Spiral blurring correction with water–fat separation for magnetic resonance fingerprinting in the breast

• Published in: Magnetic resonance in medicine Vol. 83; no. 4; pp. 1192 - 1207
• Main Authors: Nolte, Teresa, Gross‐Weege, Nicolas, Doneva, Mariya, Koken, Peter, Elevelt, Aaldert, Truhn, Daniel, Kuhl, Christiane, Schulz, Volkmar
• Format: Journal Article
• Language: English
• Published: United States Wiley Subscription Services, Inc 01.04.2020
• Subjects: Adult; Algorithms; Blurring; blurring correction; Breast; breast imaging; Cartesian coordinates; fat bias; fat water blurring; Female; Fingerprinting; Humans; Image Processing, Computer-Assisted; Magnetic resonance; magnetic resonance fingerprinting; Magnetic Resonance Imaging; Magnetic Resonance Spectroscopy; Mapping; Phantoms, Imaging; quantitative MRI; Separation; Tumors; Water; Young Adult; blurring correction; quantitative MRI; magnetic resonance fingerprinting; fat water blurring; breast imaging; fat bias
• ISSN: 0740-3194; 1522-2594; 1522-2594
• DOI: 10.1002/mrm.27994

Purpose Magnetic resonance fingerprinting (MRF) with spiral readout enables rapid quantification of tissue relaxation times.
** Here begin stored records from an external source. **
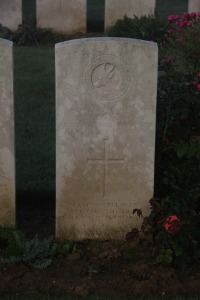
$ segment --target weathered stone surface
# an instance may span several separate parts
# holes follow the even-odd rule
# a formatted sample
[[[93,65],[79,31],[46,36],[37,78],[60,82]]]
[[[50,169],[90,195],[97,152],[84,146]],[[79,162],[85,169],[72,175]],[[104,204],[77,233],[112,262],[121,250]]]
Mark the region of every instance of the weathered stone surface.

However, it is prone to blurring because of off‐resonance effects. Hence, fat blurring into adjacent regions might prevent identification of small tumors by their quantitative T1 and T2 values. This study aims to correct for the blurring artifacts, thereby enabling fast quantitative mapping in the female breast. Methods The impact of fat blurring on spiral MRF results was first assessed by simulations. Then, MRF was combined with 3‐point Dixon water–fat separation and spiral blurring correction based on conjugate phase reconstruction. The approach was assessed in phantom experiments and compared to Cartesian reference measurements, namely inversion recovery (IR), multi‐echo spin echo (MESE), and Cartesian MRF, by normalized root‐mean‐square error (NRMSE) and SD calculations. Feasibility is further demonstrated in vivo for quantitative breast measurements of 6 healthy female volunteers, age range 24–31 y. Results In the phantom experiment, the blurring correction reduced the NRMSE per phantom vial on average from 16% to 8% for T1 and from 18% to 11% for T2 when comparing spiral MRF to IR/MESE sequences. When comparing to Cartesian MRF, the NRMSE reduced from 15% to 8% for T1 and from 12% to 7% for T2. Furthermore, SDs decreased. In vivo, the blurring correction removed fat bias on T1/T2 from a rim of ~7–8 mm width adjacent to fatty structures. Conclusion The blurring correction for spiral MRF yields improved quantitative maps in the presence of water and fat.